The opening story, "Farangs" (Foreigners), sets the tone of the relationship between West and impoverished East, as a teenage Amerasian narrates the simple story of meeting an American girl on holiday. He has fond memories of his long-gone American G.I. father, who gave him a pet pig named Clint Eastwood before leaving. The girl represents the unattainable world his father inhabits, and while he can taste it, the ending shows he will never be a part of it. There's a very nice moment in the story that captures its essence, when the very literate boy recounts his offer to correct a misspelled sign for an elephant hire service, only to be told to leave it alone, as the foreigners find such mistakes charming. In another, more pointed anecdote, he recounts how he used to climb coconut trees for small change from tourists, making monkey noises.
In "At the Café Lovely", the narrator is another fatherless adolescent boy. Here, instead of searching for love in the eyes of American girls, he looks up to his teenage brother. In the most overt metaphor in the book, their father died when a crate of cheap toys destined for America fell and crushed him. In case the reader misses the point, it's reinforced later when the kid gets taken to a newly opened and very expensive McDonalds by his brother. Dressed in their best clothes for this visit to the temple of Western taste, the outing turns into a debacle when the young boy can't stomach his first hamburger and vomits. Most of the story is about the love between the two brothers, and it ends up on a hauntingly poetic note, as they speed home from a bar/brothel on a motor scooter with the younger brother driving for the first time.
"Draft Day" is a pretty short and straightforward expose of the national service lottery every teenage Thai male must take part in. Two friends of different backgrounds go forth, one has had his draw "fixed", the other hasn't. Even with a limited story to tell, Lapcharoensap manages to create a vivid scene and strike a chord with the reader. "Priscilla the Cambodian" is also about class differences within Thailand, although here the split is between native Thais and Cambodian refugees. The story follows two young boys who live in an unfinished middle-class development adjacent to a tiny refugee shantytown. They become friends with a ferocious, goldtoothed tomboy refugee girl named after Priscilla Presley and learn that the refugees aren't awful people. The story ends on a rather dark note, as the local Thai men get all worked up and torch the shantytown.

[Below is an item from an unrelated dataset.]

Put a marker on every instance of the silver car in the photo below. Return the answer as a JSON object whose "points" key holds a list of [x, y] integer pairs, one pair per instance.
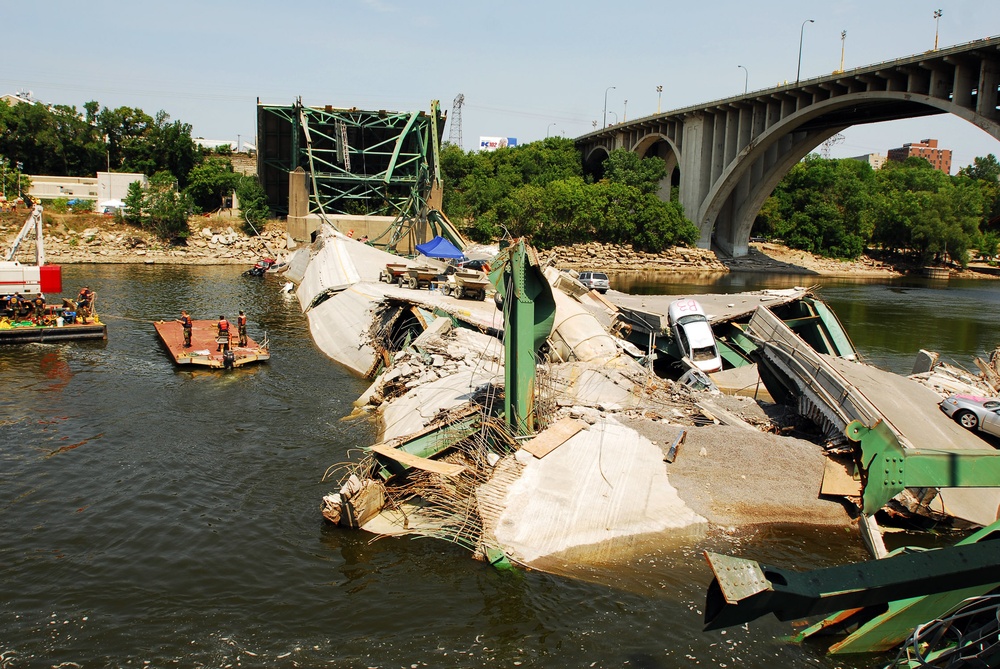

"Sightseeing" is about the relationship between a young man about to go to college and his mother, who is suddenly going blind. They embark on a last vacation together, so she can finally see the "paradise" that all the foreigners come to visit. It's a fairly sentimental and poignant story, but didn't connect with me as much as others. "Don't Let Me Die Here" is another story about the parent/child relationship, but in this case the narrator is an infirm old American man who's been moved to Thailand to live with his son and his family, including a Thai wife and grandchildren. As the only story narrated by a complete outsider, it feels somewhat out of place and doesn't have the subtlety that the others stories exhibit. Still, the ending scene at a fairground bumper car ride leaves a vivid and uplifting image.
The final story, "Cockfighter", is novella-length, and the only piece narrated by a female. The girl's father is a villager who is engrossed in cockfighting and does reasonably well at it. However, when he beats the psychotic son of the local strongman, things take a turn for the worse. Soon, a Filipino cockfighting expert is brought in, and the father's pride leads the family to catastrophe. The increased length only serves to draw events out longer and doesn't add a great deal to the proceedings. As a whole, however, the collection is outstanding for the freshness of the characters, the humor throughout, and moments of unexpected emotional resonance. The stories capture the small struggles of daily life in Thailand without ever lapsing into despair and stress the importance of family. Deserves to be read by every tourist headed to Thailand and every fan of the short story.